“The romantic image is far more vivid” than any verifiable facts. Montefiore is talking about Jerusalem in the time of King David, but it could just as easily apply to all of Jerusalem, the story of the world’s most legendary city from Biblical times to the Six Day War of 1967. Though it’s a linear history, the book frequently changes perspective depending on whose story dominates Jerusalem at a given time: early Jews, Christians or Muslims. Entering the 20th century and the Zionist era, we see how the city has been central to religion and politics for hundreds of years.
Since Jerusalem is so closely bound up with those three great religions, early sections of the book sometimes leave a lingering doubt about which stories are real; as Montefiore notes, the Gospels are the only source for the story of Jesus’ crucifixion, although “no faith is required to believe in the life and death of a Jewish prophet.” And yet the legendary aspect of Jerusalem is what shapes the history in the rest of the book; “The writers of the Bible created their narrative of Jerusalem,” Montefiore writes, and that narrative became the thing that people around the world fight, crusade and die over.

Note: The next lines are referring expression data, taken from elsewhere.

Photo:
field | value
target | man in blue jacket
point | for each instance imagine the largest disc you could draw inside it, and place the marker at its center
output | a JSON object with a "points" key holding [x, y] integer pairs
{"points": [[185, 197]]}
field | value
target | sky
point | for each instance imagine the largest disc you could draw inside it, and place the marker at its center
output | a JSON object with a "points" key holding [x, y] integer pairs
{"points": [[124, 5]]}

Montefiore has so much ground to cover that complicated stories like the Balfour Declaration take place in only a few pages. But the fast pace helps convey just how quickly things change in the city, and how many times the balance of power has swung. Because the book rarely lingers on one movement or religion for very long, it has a more objective feel than most books about Israel; the main character, as the term “biography” suggests, is the city itself.